The Child Protective Dilemma

By Hali Sarah Parsons, Horticulture Major

The severity built into the State of Maine’s Child Protective Unit does not serve justice to

its hardworking citizens. We should implement suggestions to raise value using the true

equality statute abided by the United States of America.

Children are being returned to “sober” addicts with no permanency factor proven

neurologically that they will remain stable enough to maintain their sobriety.

Children are taken from loving parents who protect them from the slightest swear

and harmful chemical when enough outside factors make a case appear with “possible”

threats. In some cases, “potential” threats never have a clear picture of what eliminating

them looks like for the department, and good parents are misled to termination of their

parental rights. Cases like these are not helpful for our children; they are creating mental

health issues, not a better world.

In many cases, children who are victims of various abuses are not found by

Protective Services in time or ever.

Now comes the time to marshal new laws and abolished the outdated constitutions

of the 1900s. Each century we change dramatically. Legalities are in need to shift, to

reflect in supporting our growth and expansion.
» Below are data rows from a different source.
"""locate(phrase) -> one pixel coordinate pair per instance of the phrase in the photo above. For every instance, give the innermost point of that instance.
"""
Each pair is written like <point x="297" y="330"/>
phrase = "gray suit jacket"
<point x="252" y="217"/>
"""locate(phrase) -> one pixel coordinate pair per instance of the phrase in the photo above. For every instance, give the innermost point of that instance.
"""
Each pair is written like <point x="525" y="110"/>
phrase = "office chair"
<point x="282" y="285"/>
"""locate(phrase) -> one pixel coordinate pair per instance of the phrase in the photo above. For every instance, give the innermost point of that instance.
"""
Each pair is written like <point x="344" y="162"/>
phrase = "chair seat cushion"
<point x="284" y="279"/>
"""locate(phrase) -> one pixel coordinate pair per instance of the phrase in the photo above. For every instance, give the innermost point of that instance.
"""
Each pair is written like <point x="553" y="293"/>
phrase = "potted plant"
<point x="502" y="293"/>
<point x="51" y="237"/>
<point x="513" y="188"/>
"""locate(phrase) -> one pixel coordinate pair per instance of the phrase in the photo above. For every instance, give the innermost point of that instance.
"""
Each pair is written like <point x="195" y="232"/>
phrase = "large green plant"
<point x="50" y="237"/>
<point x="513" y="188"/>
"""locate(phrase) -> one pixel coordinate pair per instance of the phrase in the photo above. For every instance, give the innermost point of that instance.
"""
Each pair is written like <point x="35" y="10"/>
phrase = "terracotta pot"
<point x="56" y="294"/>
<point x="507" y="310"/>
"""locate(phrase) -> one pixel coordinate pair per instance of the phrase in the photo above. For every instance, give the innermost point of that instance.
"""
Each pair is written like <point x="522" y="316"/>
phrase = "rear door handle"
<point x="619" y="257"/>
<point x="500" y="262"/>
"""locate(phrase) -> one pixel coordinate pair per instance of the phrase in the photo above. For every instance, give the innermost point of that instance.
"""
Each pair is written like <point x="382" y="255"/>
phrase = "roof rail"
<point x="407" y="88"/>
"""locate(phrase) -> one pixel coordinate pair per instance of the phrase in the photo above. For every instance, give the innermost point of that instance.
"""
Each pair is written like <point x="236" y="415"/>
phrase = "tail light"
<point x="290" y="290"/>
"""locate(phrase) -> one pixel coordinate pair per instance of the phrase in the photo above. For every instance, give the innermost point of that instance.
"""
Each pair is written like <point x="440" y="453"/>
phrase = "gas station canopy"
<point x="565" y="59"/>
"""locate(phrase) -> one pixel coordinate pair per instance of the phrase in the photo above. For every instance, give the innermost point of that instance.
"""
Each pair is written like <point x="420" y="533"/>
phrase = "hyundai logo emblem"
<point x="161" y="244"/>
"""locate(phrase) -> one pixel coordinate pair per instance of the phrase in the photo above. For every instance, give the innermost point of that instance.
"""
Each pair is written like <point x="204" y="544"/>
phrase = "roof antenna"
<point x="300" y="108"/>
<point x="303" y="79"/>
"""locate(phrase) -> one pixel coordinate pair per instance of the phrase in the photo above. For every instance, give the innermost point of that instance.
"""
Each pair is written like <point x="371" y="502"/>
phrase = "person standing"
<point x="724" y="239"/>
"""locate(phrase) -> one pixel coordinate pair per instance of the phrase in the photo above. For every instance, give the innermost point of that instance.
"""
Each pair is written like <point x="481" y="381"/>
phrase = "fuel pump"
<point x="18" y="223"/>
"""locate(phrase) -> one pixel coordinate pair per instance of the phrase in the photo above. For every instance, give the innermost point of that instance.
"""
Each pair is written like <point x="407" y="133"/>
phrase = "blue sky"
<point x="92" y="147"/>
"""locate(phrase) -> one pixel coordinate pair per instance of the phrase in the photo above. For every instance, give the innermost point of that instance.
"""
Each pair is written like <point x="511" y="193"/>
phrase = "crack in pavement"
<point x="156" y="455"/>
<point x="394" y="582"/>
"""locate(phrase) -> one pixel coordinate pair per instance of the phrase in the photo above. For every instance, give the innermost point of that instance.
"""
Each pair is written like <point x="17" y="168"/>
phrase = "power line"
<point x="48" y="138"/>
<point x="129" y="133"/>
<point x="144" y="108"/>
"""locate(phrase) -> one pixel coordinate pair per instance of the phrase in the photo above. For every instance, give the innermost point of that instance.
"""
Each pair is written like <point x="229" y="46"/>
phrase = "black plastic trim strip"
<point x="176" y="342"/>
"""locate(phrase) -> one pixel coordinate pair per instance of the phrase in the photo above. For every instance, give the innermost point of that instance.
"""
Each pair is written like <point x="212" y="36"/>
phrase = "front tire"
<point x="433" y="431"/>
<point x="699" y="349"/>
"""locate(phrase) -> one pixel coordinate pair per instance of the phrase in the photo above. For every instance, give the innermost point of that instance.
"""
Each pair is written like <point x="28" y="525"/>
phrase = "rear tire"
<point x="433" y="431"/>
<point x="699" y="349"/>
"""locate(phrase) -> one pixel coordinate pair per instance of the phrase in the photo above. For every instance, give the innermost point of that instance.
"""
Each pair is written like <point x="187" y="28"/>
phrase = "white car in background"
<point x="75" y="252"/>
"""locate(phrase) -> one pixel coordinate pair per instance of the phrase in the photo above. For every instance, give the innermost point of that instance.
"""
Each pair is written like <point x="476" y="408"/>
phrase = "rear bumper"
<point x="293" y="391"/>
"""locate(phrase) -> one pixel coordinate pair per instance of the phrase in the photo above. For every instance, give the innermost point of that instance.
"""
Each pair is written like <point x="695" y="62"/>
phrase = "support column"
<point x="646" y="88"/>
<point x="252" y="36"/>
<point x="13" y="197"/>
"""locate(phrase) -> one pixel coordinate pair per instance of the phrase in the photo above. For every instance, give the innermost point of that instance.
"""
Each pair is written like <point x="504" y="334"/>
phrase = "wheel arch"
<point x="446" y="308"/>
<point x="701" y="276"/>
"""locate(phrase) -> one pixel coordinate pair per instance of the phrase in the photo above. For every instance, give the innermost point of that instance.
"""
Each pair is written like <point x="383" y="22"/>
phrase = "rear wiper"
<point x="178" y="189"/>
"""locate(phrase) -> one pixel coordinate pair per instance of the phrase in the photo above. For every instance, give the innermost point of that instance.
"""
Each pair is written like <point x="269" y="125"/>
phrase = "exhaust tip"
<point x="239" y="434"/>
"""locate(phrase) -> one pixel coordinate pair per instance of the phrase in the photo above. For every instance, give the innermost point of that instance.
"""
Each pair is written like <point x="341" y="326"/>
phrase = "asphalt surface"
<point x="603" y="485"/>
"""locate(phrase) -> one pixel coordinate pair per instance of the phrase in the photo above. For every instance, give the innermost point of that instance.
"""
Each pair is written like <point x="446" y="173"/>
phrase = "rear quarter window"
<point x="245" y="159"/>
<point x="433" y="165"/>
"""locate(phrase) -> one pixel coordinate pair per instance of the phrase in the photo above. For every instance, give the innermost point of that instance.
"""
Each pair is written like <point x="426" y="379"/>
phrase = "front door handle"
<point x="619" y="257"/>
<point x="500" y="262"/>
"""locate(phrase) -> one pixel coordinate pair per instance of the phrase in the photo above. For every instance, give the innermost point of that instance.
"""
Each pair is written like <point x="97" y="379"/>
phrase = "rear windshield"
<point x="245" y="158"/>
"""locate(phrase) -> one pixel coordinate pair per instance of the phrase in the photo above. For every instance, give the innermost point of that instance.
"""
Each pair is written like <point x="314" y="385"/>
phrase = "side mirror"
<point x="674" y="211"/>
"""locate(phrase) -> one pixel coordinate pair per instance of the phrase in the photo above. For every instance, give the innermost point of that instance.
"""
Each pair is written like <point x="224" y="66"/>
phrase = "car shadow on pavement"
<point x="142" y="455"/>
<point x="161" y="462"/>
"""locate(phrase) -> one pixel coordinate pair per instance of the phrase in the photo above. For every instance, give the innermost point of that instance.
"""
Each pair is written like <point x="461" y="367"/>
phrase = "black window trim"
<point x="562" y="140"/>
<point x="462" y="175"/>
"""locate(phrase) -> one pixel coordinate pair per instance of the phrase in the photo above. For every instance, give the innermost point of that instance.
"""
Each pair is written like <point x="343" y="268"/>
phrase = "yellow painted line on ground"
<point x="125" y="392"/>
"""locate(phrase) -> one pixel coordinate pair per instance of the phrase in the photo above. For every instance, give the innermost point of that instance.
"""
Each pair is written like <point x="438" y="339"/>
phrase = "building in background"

Pregnant women and their families should go through training and assessment for

preventing child abuse. New organizations should develop to support this process and

active ones expanded.

No matter what a family’s strengths and weaknesses are, completing all the

programs and regulations that parents work through when founded threats are real or

alleged should be mandated.

Clear mental health guidelines should be established and parents evaluated.

If serious addictions and physical abuse are concerning, closer, extended

supervision, services and family time should be afforded. Twenty-four-seven care is


The largest impact that predicts our future is our children and the model for our

children is family life. Separation is not the answer to improve our children’s lives.

Showing children the work parents do to learn about themselves and grow to be better

while still loving their children with consistent care is vital to their development.

The biggest family is our country. Let’s change our world today.